The tenant maintained that this ruling is too narrow, as it does not take into account the circumstance where the landlord indicates its refusal to consent or unreasonably makes demands of the proposed subtenant so as to block further negotiations.  The court’s response to this argument indicates that it might entertain such a position in the appropriate case, but that this case did not support such an analysis:

“We need not determine whether the judge’s ruling was too narrow.  Any benefit to the tenant from an expanded rule is obviated by the judge’s conclusions, amply supported by her findings, that ‘there is no evidence that the parties were even close to resolving the terms of the sublease. . . There were too many uncertainties and unresolved issues to legally bind either USCO or [the tenant]. . . .”

This sounds like a broader test, but the balance of the trial judge’s quoted ruling reiterates the requirement for a completed lease.

Comment 2: The Friedman excerpt the court relied upon now appears in Section 7:3.4[D]3 in the Randolph edition.  It is based upon a 1991 Illinois case, Golf Mgmnt. Co. v. Evening Tides Waterbeds, Inc., 572 N.E. 2d 1000, which indeed makes the statement, and cites other Illinois authority for the point.

Comment 3: On first blush, the editor agreed with the tenant’s basic position (but still agreed with the court’s failure to apply it here.)  But, upon sleeping on the issue, the editor concludes that there likely is no case in which a tenant, without having made contractual arrangements in advance, should expect a landlord to indicate approval to a subtenant prior to the tenant’s reaching agreement with that subtenant.  The landlord is entitled to know the terms of the sublease.  If the landlord wanted to be cooperative, of course, it could “vet” the proposed subtenant’s credit and respond to various questions concerning it’s views on various elements of the sublease prior to the completion of negotiations with the subtenant.  This would certainly make subleasing easier.  But that is not the landlord’s job.  If the tenant desires that the landlord be required to make an advance approval of a proposed subtenant, it should bargain for that (the landlord should still get a “second bite” based upon any changed circumstances when the sublease is completed).

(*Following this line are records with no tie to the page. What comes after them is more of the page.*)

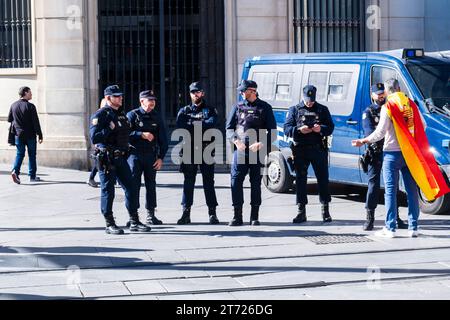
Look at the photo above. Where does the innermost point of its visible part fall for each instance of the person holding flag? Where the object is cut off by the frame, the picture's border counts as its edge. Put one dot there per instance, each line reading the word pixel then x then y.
pixel 406 146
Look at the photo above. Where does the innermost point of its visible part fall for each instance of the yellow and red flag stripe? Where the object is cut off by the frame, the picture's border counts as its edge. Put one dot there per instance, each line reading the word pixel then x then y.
pixel 415 146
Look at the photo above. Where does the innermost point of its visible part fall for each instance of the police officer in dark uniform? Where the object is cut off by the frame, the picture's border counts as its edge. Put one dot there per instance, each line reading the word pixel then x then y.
pixel 149 147
pixel 198 113
pixel 110 131
pixel 251 127
pixel 309 124
pixel 371 119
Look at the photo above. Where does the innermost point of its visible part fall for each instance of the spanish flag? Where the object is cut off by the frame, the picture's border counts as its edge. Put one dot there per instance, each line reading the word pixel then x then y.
pixel 415 147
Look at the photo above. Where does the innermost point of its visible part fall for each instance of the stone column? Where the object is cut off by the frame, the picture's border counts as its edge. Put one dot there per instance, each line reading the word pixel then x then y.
pixel 62 68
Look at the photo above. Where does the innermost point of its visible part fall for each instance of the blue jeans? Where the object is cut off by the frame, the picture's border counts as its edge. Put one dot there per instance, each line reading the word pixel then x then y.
pixel 392 165
pixel 22 145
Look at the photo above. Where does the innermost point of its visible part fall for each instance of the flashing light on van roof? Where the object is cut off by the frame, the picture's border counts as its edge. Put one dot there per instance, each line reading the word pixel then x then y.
pixel 413 53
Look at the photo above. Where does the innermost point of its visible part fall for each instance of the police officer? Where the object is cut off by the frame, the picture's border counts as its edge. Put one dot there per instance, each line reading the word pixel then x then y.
pixel 110 131
pixel 371 119
pixel 198 113
pixel 309 124
pixel 251 127
pixel 149 147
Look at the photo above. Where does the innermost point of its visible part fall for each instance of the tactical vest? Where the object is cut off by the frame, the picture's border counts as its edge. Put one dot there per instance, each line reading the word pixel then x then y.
pixel 147 123
pixel 120 137
pixel 307 118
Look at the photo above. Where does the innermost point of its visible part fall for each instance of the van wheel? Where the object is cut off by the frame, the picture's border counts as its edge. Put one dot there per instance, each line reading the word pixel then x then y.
pixel 278 178
pixel 440 206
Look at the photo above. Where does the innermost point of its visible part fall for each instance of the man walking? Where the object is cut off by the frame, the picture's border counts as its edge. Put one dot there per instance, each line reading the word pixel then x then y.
pixel 24 118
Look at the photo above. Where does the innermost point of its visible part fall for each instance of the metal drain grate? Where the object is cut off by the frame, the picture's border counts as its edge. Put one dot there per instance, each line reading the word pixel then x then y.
pixel 337 239
pixel 117 198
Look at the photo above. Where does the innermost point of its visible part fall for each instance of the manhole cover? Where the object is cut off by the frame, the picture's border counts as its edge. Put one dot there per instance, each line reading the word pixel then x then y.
pixel 117 198
pixel 337 239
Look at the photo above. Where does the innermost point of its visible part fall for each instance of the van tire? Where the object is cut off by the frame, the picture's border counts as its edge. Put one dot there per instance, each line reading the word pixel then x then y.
pixel 440 206
pixel 278 178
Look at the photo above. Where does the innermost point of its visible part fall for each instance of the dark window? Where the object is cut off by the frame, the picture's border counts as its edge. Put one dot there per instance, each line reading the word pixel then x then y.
pixel 433 81
pixel 329 26
pixel 15 34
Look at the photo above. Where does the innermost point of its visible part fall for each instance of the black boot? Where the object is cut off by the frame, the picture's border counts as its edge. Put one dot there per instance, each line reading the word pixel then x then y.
pixel 213 216
pixel 401 224
pixel 185 218
pixel 326 213
pixel 237 220
pixel 301 217
pixel 368 226
pixel 137 226
pixel 111 227
pixel 152 219
pixel 254 217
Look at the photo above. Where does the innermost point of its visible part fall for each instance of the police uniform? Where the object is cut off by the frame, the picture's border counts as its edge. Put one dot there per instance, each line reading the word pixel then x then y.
pixel 310 149
pixel 110 131
pixel 249 122
pixel 371 119
pixel 189 117
pixel 144 153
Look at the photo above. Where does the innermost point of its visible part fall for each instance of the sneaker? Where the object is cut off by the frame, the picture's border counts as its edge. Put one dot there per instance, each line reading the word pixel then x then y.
pixel 15 178
pixel 413 233
pixel 385 233
pixel 92 183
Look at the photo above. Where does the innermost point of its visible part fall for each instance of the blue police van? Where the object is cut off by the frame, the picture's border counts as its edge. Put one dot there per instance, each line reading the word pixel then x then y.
pixel 343 81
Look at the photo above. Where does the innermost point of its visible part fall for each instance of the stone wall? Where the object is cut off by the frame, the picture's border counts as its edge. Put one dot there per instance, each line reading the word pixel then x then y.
pixel 60 84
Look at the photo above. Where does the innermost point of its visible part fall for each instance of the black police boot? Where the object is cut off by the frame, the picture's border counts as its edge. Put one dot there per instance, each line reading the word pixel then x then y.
pixel 185 218
pixel 237 220
pixel 254 217
pixel 401 224
pixel 137 226
pixel 301 217
pixel 111 227
pixel 326 213
pixel 152 219
pixel 368 226
pixel 213 216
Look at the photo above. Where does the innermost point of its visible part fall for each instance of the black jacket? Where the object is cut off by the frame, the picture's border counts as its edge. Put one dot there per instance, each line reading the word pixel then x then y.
pixel 23 115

This is not to say that the landlord has the right at any time to be obstructionist - to make unreasonable threats or to take unacceptable and unreasonable positions.  If the landlord should do that, even before the proposed sublease is completed, the landlord would be in breach of any duty the landlord had to be reasonable.  But silence in this case is not unreasonable.

Comment 4: It is worth noting that there is neither a “majority rule” nor a “developing trend” supporting an implied duty of reasonableness in this area.  There are some cases - some overruled by statute.  But there is an equal number of modern cases that have rejected the proposition after being confronted with the rulings of their sister states.  Friedman details all the cases   Mr. Friedman was a fan of the implied duty of reasonableness in this area.  The current editor of Friedman (your DIRT editor) isn’t.  Hey - it’s hardball.  If you want to have judicial review of the reasonableness of a landlord’s decision in this area, put it in the lease.